The owners of a rival social networking website are trying to shut down Facebook, alleging the founder stole their ideas while they were students at Harvard.
The three founders of ConnectU are suing Mark Zuckerberg for fraud, copyright infringement and misappropriation of trade secrets. The action asks the court to shut Facebook and give control of the company and its assets to ConnectU's founders.
Facebook has responded by asking a judge to dismiss the lawsuit. A hearing will be held today in Boston.
Facebook started in 2004, a few months before ConnectU went online, and now has 31 million users, compared with about 70,000 users for ConnectU, based in Greenwich, Connecticut. Last year, Facebook turned down a $500 million buyout offer from Yahoo.
A spokeswoman for Palo Alto, California-based Facebook declined to comment. But in court filings, Facebook's lawyers say ConnectU has no evidence for "broad-brush allegations" against Zuckerberg, and deny he pilfered his ideas for Facebook from his fellow Harvard students.

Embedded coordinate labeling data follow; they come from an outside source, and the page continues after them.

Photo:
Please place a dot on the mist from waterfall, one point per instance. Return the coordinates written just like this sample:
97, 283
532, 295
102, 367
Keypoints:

"Each of them had different interests and activities," they wrote. "Only one of them had an idea significant enough to build a great company. That one person was Mark Zuckerberg."
Facebook and ConnectU connect college students and others online. Both allow users to post profiles with pictures, biographies and other personal information and create extended networks of people at their schools or jobs or with similar interests.
ConnectU originally filed suit in 2004, but it was dismissed on a technicality and immediately refiled.